Bodenausgleichsmasse und Trockenestrich - Richtiger Umgang

Drucken
Letztes Update am 22.10.2014, 14:29
Der erste Schritt vor dem Verlegen von Teppichen, Laminat, PVC oder Fliesen ist das Vorbereiten von Böden.
Bodenausgleichsmasse oder Trockenestrich schaffen einen ebenen Untergrund. Es ermöglicht Trittschalldämpfung und Isolierung und ist Grundlage gelungenen Renovierens von Böden. Du benötigst Haftgrund, Bodenausgleichsmasse und einen Spachtel zum Entfernen alter Klebereste oder anderer Materialien. Verlegst Du einen Trockenestrich, brauchst Du eine Dampfsperre, Randdämmstreifen, Trockenschüttung, Platten zum Verlegen, Hölzer für den Unterboden, Leim und eine Bohrmaschine.

Fußböden mit Bodenausgleichsmasse renovieren

  • Vor dem Auftragen von Bodenausgleichsmasse auf den Fußboden befreist Du den Untergrund von allem, das zum vorherigen Belag gehört. Das sind Reste von Mörtel, Klebern oder Farben. Glatte Flächen aufrauen und Haftgrund verwenden gibt der Ausgleichsmasse Halt.
  • Es verhindert Blasenbildung, und das Auftragen des Haftgrunds bewirkt effizientes Wirken der Masse. Ist die Fläche trocken und sauber, gießt Du sie, angerührt nach Angaben des Herstellers, gleichmäßig auf.
  • Sie verläuft und ist selbstfließend. So bildet sie einen planen Untergrund. Nach einem Tag, an dem der Boden trocknet, ist der Boden bereit für das Verlegen von Fliesen oder das Verarbeiten anderer Materialien.

Wie funktioniert das Verlegen des Trockenestrichs?

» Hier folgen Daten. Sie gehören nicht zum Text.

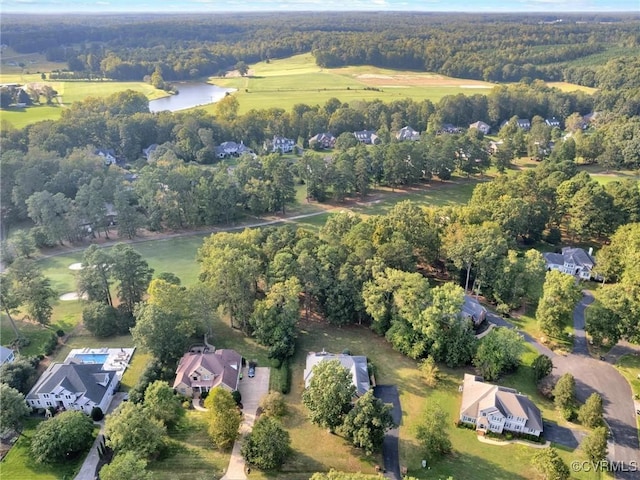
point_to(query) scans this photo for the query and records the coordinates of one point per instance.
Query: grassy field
(282, 83)
(19, 464)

  • Trockenestrich isoliert und dämpft den Schall von Schritten, besonders bei harten Belägen wie Fliesen. Du verwendest dafür Platten aus Gipskarton oder anderem Material, wie Platten mit integrierter Dämmung. Die Platten sind leicht zu heben und zu verlegen. Randdämmstreifen verhindern Kontakt der Platten mit Wänden. Sie benötigen ebenen Untergrund, den Du mit einer Trockenschüttung erreichst.
  • Diese besteht aus Granulat von Bimssteinen oder anderen mineralischen Stoffen und gleicht Unebenheiten aus. So bekommt der Boden ein einheitliches Niveau. Als Sperre für Feuchtigkeit legst Du die Fläche mit einer Dampfsperre, die aus Folie besteht, aus. Holzbalken von mehreren Zentimetern Höhe, auf entsprechende Länge zugeschnitten, verschraubst Du im Abstand von etwa 60 cm mit dem Unterboden.
  • Du füllst die Trockenschüttung ein und ebnest sie mit einer Latte. Auf diese Konstruktion verlegst Du die Platten. Ohne deren Kontakt zu Wand und Rohren bleiben Schallübertragungen aus. Sie schließen bündig aneinander an. Ein Falz, auf den Du Leim aufträgst, verbindet sie sicher miteinander. Zusätzlich verschraubst Du sie. Der Estrich ist nach dem Verlegen begehbar und für weitere Vorhaben vorbereitet.